Z pomocą przyszli piłkarze Arki. Po faulu na skraju pola karnego do piłki podszedł Sergiu Hanca. Rumun strzelił z rzutu wolnego i choć wydawało się, że futbolówkę pewnie złapie zmierzający do niej Steinbors, to ta odbiła się od muru i kompletnie zmyliła łotyskiego golkipera. Po chwili pomocnik chwycił za piłkę, by zakomunikować światu wesołą nowinę!

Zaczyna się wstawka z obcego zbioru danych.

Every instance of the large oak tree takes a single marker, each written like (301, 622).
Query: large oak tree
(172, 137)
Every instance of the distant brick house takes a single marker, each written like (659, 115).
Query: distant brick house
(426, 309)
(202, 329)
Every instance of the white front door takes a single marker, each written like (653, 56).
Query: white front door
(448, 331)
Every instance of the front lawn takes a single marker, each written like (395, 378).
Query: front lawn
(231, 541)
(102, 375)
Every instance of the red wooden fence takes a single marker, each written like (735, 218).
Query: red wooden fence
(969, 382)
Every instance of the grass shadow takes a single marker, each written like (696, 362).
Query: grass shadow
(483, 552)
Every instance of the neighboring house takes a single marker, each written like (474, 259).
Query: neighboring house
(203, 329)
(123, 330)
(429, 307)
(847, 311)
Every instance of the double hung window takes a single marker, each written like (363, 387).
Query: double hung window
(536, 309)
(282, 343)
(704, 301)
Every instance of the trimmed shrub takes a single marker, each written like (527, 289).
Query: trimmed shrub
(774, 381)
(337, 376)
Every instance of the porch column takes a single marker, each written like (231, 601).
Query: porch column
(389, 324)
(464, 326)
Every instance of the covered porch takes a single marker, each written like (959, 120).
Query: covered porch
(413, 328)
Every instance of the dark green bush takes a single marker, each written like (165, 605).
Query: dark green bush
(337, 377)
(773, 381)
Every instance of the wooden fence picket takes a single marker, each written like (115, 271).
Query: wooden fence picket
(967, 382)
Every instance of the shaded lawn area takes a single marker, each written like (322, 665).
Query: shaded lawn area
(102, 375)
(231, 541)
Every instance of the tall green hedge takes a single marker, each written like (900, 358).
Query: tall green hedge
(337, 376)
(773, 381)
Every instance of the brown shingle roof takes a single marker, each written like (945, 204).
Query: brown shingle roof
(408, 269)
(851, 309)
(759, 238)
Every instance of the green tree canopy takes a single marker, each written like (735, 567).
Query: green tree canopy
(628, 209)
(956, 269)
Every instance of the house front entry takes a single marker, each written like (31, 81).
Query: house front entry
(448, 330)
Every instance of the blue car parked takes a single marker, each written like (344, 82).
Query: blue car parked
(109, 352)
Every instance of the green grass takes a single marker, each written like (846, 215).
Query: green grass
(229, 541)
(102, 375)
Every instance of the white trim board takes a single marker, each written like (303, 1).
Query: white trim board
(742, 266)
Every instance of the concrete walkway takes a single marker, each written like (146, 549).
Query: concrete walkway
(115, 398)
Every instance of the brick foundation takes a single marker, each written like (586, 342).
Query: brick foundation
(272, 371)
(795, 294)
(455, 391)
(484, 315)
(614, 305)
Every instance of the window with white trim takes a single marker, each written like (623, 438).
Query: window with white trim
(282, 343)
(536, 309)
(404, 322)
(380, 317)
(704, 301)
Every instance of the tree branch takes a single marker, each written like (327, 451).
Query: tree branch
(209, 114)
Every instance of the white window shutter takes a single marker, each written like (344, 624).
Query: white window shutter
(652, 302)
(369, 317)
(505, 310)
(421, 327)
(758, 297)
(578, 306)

Hanca schował piłkę pod koszulkę i zaczął ssać kciuk w stronę znajdującej się przed nim kamery. To był oczywiście znak, że razem z piękną Andreą, zawodnik spodziewa się dziecka. Jako pierwsi z gratulacjami popędzili pracownicy klubu. - Hej Andrea, to świetne wieści. Gratulujemy - czytamy w poście na oficjalnym profilu na Twitterze krakowskiego klubu.
Gospodarze szukali okazji do odpowiedzi, ale bliżej do tego mieli goście. Ci jednak fatalnie się mylili - najpierw w dogodnej sytuacji fatalnie huknął z woleja van Amersfoort, potem piłkarze "Pasów" marnowali w dramatyczny sposób kontrataki. Odrobina dokładności sprawiła, że na tablicy wyników mogło widnieć nawet 3:0!
Mimo to, Cracovia została nowym liderem tabeli. Zostanie nim co najmniej do niedzieli, gdy na stadionie przy ulicy Łazienkowskiej Legia Warszawa zmierzy się z ŁKS-em Łódź. Zwycięstwo pozwoli wicemistrzom Polski wrócić na pierwsze miejsce w lidze.